To help, Practical Farmers of Iowa created a spreadsheet that includes over 150 oat varieties, and the certification and protections they currently have as of 2019. You can download the full version of the spreadsheet from Practical Farmers of Iowa.
This spreadsheet shows you whether a given variety has “certification required” under the Title V option of the PVP act. To sell any variety under this option, the seller must first apply for certification with a state certifying agency to gain authorization to sell the seed. In most states (Iowa included), this agency is the Crop Improvement Association. Additionally, the producer has to plant foundation seed, undergo a field inspection, and condition and test the seed at a licensed facility.

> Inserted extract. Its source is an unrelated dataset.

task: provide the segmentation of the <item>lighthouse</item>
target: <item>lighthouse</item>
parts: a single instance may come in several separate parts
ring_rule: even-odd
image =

If the variety falls under “certification not required,” this means it is not protected by Title V (Non-Title V). Under this option, the prospective seed producer must obtain authorization in order to legally sell seed from the variety, but the other steps of certification through the crop improvement association are not required.
For non-Title V PVP classification, the prospective seed producers must arrange the details of the authorization process with the owner of the variety (also listed in the worksheet). In some cases, the owner may require you to sign a license or other contract that could include royalty payments or fees or production stipulations for the use of the variety.

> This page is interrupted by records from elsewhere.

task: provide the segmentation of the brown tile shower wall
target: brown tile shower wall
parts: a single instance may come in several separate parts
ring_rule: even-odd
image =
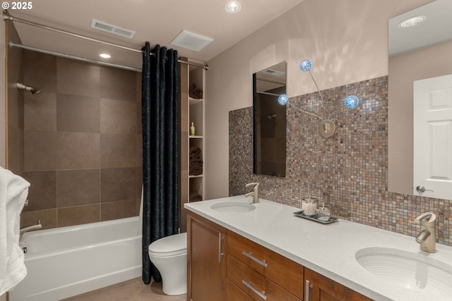
[[[25,51],[22,226],[136,216],[141,187],[141,75]]]
[[[361,102],[333,115],[338,128],[329,138],[319,135],[317,118],[287,106],[286,178],[252,174],[252,107],[230,111],[230,195],[259,182],[262,198],[301,208],[302,197],[314,195],[343,219],[411,236],[418,231],[414,219],[432,211],[438,242],[452,245],[452,201],[388,191],[387,87],[382,77],[322,91],[328,108],[349,94]],[[321,106],[317,93],[290,102],[318,113]]]

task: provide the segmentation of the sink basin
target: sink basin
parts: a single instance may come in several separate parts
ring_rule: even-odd
[[[210,206],[213,210],[225,212],[249,212],[256,209],[254,205],[239,202],[223,202]]]
[[[452,296],[452,266],[422,253],[369,247],[355,254],[365,269],[410,290],[431,294],[430,300]]]

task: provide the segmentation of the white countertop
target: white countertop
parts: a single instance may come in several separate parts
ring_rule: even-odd
[[[260,199],[249,212],[222,212],[210,208],[222,202],[250,203],[243,195],[185,204],[190,211],[262,245],[300,264],[376,300],[452,300],[421,289],[393,284],[364,269],[355,259],[366,247],[388,247],[422,254],[452,266],[452,247],[436,244],[436,253],[420,250],[415,238],[340,219],[322,224],[295,216],[295,208]]]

Alternatively, owners may not require a license at all. It is a good idea to get your communication with the owner in writing, especially if there is no license or contract, so that you have some documentation that you contacted them and obtained permission to grow the variety for seed.
A few exceptions to PVP
There are a small handful of cases where varieties have been granted PVP protection but can still be produced without authorization from the owner or certification from the crop improvement association. For example, if PVP is in effect for both Title V and non-Title V PVP classification, farmers may save seed to replant on their farm the following year but cannot sell this seed for planting purposes unless authorized.
Another example is similar to copyright or patents: PVP does not protect intellectual property forever and eventually the varieties enter something like the public domain. PVP protection is only effective for 20 years starting from the application date. Once the PVP expires, there are no certification or owner authorization requirements to produce seed from that variety. For this reason, old oat varieties like Jerry and Ogle with expired PVP have been the most popular varieties used for cover crop seed production; however, their poor resistance to disease and low productivity make these varieties risky and troublesome to produce.
The regulatory authority for PVP protections is the Plant Variety Protection office, a division of USDA’s Agricultural Marketing Service.
For more information about patents on oat varieties, and the regulation of seed sales as it relates to small grains and cover crop seeds, see Practical Farmers of Iowa’s blog on the topic.
Bower is strategic initiatives manager for PFI and Becker is a sustainable agriculture assistant.